Henry opened the door of the Mercedes and ran towards school clutching his lunch box and without saying goodbye. He barely waited for the car to stop. She watched him with sad eyes and wished she knew how to fix things. Wished she knew how she'd broken them really. Except that she always broke everything she touched.

"Good day, Madam Mayor." Mary Margaret Blanchard said with a nervous smile. Regina just fixed Snow White with a glare and peeled out of the parking lot nearly running her over. Or at least coming close enough to make the mousey little school teacher step back.

One had to take some small pleasures in the day.

She pulled out onto main street to head towards town hall, her mind still on Henry when she saw flashing lights in her rear view mirror and heard the noise of a siren starting behind her. Pulling over to the side of the road she rolled down her window.

"What can I do for you Barney Fife?"

"Really, you watch entirely more TV than I would have expected." Emma said with a puzzled look.

"Sheriff Swan, I do have a town to run..."

"And I'm sure town business is very pressing. But you see, I was out doing the extra patrols I was told were needed to reassure the citizenry after our massive arboreal cat related crime spree when I saw you roll through a stop sign. I know you wouldn't want to receive any special treatment so I'm going to have to write you up for the moving violation."

Regina gritted her teeth as Emma very slowly wrote up the ticket and explained to her in words one might use for a five year old where to sign. Regina was getting madder and madder until she tossed the ticket in her passenger side.

"Are we done?"

"Have a nice day, Madam Mayor."

Emma gave a cheery wave and Regina pondered again ways without magic that she could set the woman on fire. She wore enough hair spray she could just probably set a match to her hair and it'd go up in an inferno.

What was a happy enough thought that she managed not to run anyone over between the school and the town hall. But the traffic ticket was still playing in the back of her mind by lunch time and no amount of reports on pothole diameter could get the damn woman off her mind.

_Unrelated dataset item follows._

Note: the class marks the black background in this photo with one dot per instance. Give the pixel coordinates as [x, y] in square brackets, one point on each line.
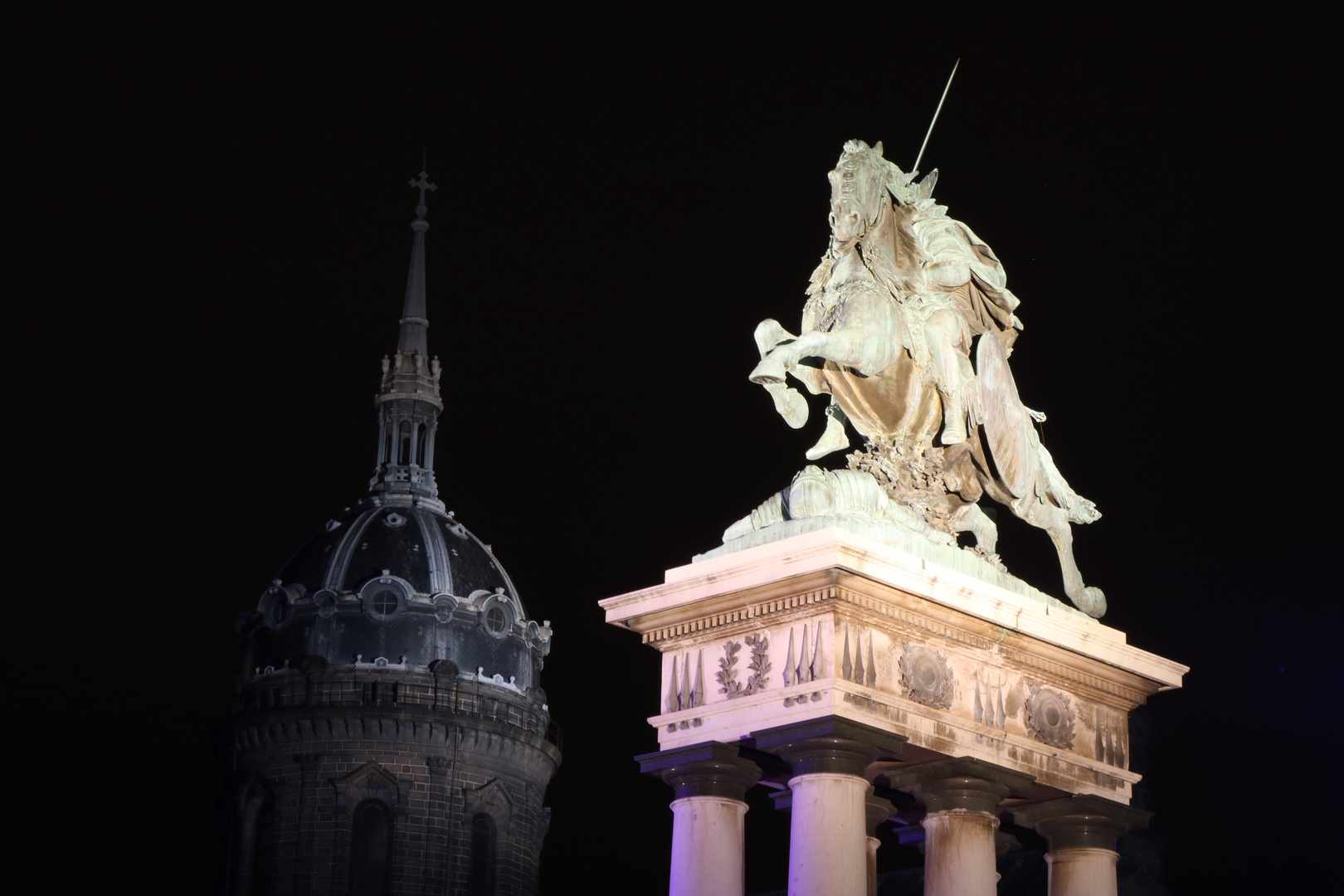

With a growl she picked up the ticket, shoved it in the pocket of her coat and told her secretary she was heading down to the Sheriff's office.

Emma was of course, not there, probably sitting in Granny's eating lunch off the kids menu. She should leave of course. Be the bigger person. Be the queen she was even if no one knew it.

Except letting things go had never been her strong suit. So she sat down at Emma's desk and opened a few drawers, tsking at the one filled with pop tarts and hoping she doesn't actually feed those things to Henry.

She spun in the chair taking in her enemy's space until her eyes landed on the boots sitting on a filing cabinet. Graham's boots. It seemed like a strange thing to miss a man whose heart you crushed. But even Regina knew she wasn't a woman without contradiction. She didn't love him, but she missed him. She didn't regret killing him, but she wished it hadn't been so easy. Or so hard. But mostly she wished that Emma Swan would get the hell out of her life.

"You like my chair Madam Mayor?" A voice asked from behind her.

"I do..." She turned and smiled. "I thought we should talk about what happened."

"The ticket can be paid at the clerk of court ... you know... the one down the hall from your office."

She wanted to reach out and snap her neck. But she couldn't do that either. "I understand childish attempts at irritation are one way to deal with romantic feelings you don't understand."

"I do not have romantic feelings for you Regina." Emma put her coffee down and grudgingly sat in the chair opposite her own desk.

"We could actually be adults and talk about what happened."

"You are not an adult."

"I'm not the one throwing a petulant fit." Regina observed, glad at least that she had the upper hand here. "I'm not ashamed of sex."

"It's not the sex I'm ashamed of."

Regina smiled at the idea that she'd made the Savior ashamed of something. Even if she wouldn't admit it. "Well than good. We can establish some rules for it."

"We don't need rules because it won't happen again."

The smile widened. "Would you care to wager?"

"You want bet on if we have sex again?" Emma asked incredulously.

"If we do I set the rules."

"And if we don't...? Madam Mayor, you realize how nuts this sounds?"

It wouldn't be the first time someone had called her crazy for playing with fire. Regina slowly got up from the chair and smiled as she approached Emma, leaning down to whisper in her ear. "If you don't know why it happened in the first place, Sheriff, you'll have no way of saying it won't happen again."

Regina grinned at the mixed look of confusion and annoyance. So easy to play. So like her mother that way.